Hi all-
Supporting iopl() in the Linux kernel is becoming a maintainability
problem. As far as I know, DPDK is the only major modern user of
iopl().
After doing some research, DPDK uses direct io port access for only a
single purpose: accessing legacy virtio configuration structures.
These structures are mapped in IO space in BAR 0 on legacy virtio
devices.
There are at least three ways you could avoid using iopl(). Here they
are in rough order of quality in my opinion:
1. Change pci_uio_ioport_read() and pci_uio_ioport_write() to use
read() and write() on resource0 in sysfs.
2. Use the alternative access mechanism in the virtio legacy spec:
there is a way to access all of these structures via configuration
space.
3. Use ioperm() instead of iopl().
We are considering changes to the kernel that will potentially harm
the performance of any program that uses iopl(3) -- in particular,
context switches will become more expensive, and the scheduler might
need to explicitly penalize such programs to ensure fairness. Using
ioperm() already hurts performance, and the proposed changes to iopl()
will make it even worse. Alternatively, the kernel could drop iopl()
support entirely. I will certainly make a change to allow
distributions to remove iopl() support entirely from their kernels,
and I expect that distributions will do this.
Please fix DPDK.
Thanks,
Andy
Hi Andy,
On Thu, Oct 24, 2019 at 09:45:56PM -0700, Andy Lutomirski wrote:
> Hi all-
>
> Supporting iopl() in the Linux kernel is becoming a maintainability
> problem. As far as I know, DPDK is the only major modern user of
> iopl().
>
> After doing some research, DPDK uses direct io port access for only a
> single purpose: accessing legacy virtio configuration structures.
> These structures are mapped in IO space in BAR 0 on legacy virtio
> devices.
>
> There are at least three ways you could avoid using iopl(). Here they
> are in rough order of quality in my opinion:
(...)
I'm just wondering, why wouldn't we introduce a sys_ioport() syscall
to perform I/Os in the kernel without having to play at all with iopl()/
ioperm() ? That would alleviate the need for these large port maps.
Applications that use outb/inb() usually don't need extreme speeds.

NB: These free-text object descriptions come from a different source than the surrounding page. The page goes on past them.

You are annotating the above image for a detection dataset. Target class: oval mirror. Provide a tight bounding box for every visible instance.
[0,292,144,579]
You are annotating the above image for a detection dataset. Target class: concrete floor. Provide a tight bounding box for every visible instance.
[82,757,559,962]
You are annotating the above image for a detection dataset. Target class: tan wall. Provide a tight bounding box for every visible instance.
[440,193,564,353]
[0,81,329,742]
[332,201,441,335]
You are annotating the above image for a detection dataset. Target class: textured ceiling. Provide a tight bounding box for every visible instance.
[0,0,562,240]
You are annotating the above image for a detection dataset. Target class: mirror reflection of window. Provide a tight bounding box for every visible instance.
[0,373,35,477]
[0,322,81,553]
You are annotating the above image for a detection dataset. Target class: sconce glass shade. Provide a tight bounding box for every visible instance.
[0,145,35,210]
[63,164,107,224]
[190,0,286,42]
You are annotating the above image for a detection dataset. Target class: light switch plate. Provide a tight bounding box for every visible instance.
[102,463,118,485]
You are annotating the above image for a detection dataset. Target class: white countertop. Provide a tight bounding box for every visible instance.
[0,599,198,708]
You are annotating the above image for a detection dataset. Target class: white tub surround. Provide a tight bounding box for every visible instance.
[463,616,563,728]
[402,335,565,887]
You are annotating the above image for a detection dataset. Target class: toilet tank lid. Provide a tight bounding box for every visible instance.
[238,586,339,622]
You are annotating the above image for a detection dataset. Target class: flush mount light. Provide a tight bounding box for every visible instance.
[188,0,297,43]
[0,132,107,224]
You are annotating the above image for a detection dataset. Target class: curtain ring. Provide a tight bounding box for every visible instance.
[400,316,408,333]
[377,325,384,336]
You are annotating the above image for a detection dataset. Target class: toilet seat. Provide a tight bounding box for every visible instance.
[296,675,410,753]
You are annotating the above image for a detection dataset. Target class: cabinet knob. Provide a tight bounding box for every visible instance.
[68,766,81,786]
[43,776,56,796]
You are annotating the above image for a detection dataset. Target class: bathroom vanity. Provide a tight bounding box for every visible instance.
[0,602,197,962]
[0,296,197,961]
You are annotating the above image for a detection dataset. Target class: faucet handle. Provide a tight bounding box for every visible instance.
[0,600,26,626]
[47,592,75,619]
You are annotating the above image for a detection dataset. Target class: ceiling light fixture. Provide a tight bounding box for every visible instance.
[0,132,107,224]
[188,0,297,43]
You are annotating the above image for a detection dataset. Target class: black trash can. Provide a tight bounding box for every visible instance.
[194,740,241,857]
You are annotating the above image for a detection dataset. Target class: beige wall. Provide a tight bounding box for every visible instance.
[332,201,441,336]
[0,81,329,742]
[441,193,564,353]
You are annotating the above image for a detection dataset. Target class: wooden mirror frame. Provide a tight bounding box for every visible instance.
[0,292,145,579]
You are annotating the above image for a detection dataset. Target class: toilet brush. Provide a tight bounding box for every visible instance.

Each time I had to use them, it was to access a watchdog, a sensor, a
fan, control a front panel LED, or read/write to NVRAM. Some userland
drivers possibly don't need much more, and very likely run with
privileges turned on all the time, so replacing their inb()/outb() calls
would mostly be a matter of redefining them using a macro to use the
syscall instead.
I'd see an API more or less like this :
int ioport(int op, u16 port, long val, long *ret);
<op> would take values such as INB,INW,INL to fill *<ret>, OUTB,OUTW,OUL
to read from <val>, possibly ORB,ORW,ORL to read, or with <val>, write
back and return previous value to <ret>, ANDB/W/L, XORB/W/L to do the
same with and/xor, and maybe a TEST operation to just validate support
at start time and replace ioperm/iopl so that subsequent calls do not
need to check for errors. Applications could then replace :
ioperm() with ioport(TEST,port,0,0)
iopl() with ioport(TEST,0,0,0)
outb() with ioport(OUTB,port,val,0)
inb() with ({ char val;ioport(INB,port,0,&val);val;})
... and so on.
And then ioperm/iopl can easily be dropped.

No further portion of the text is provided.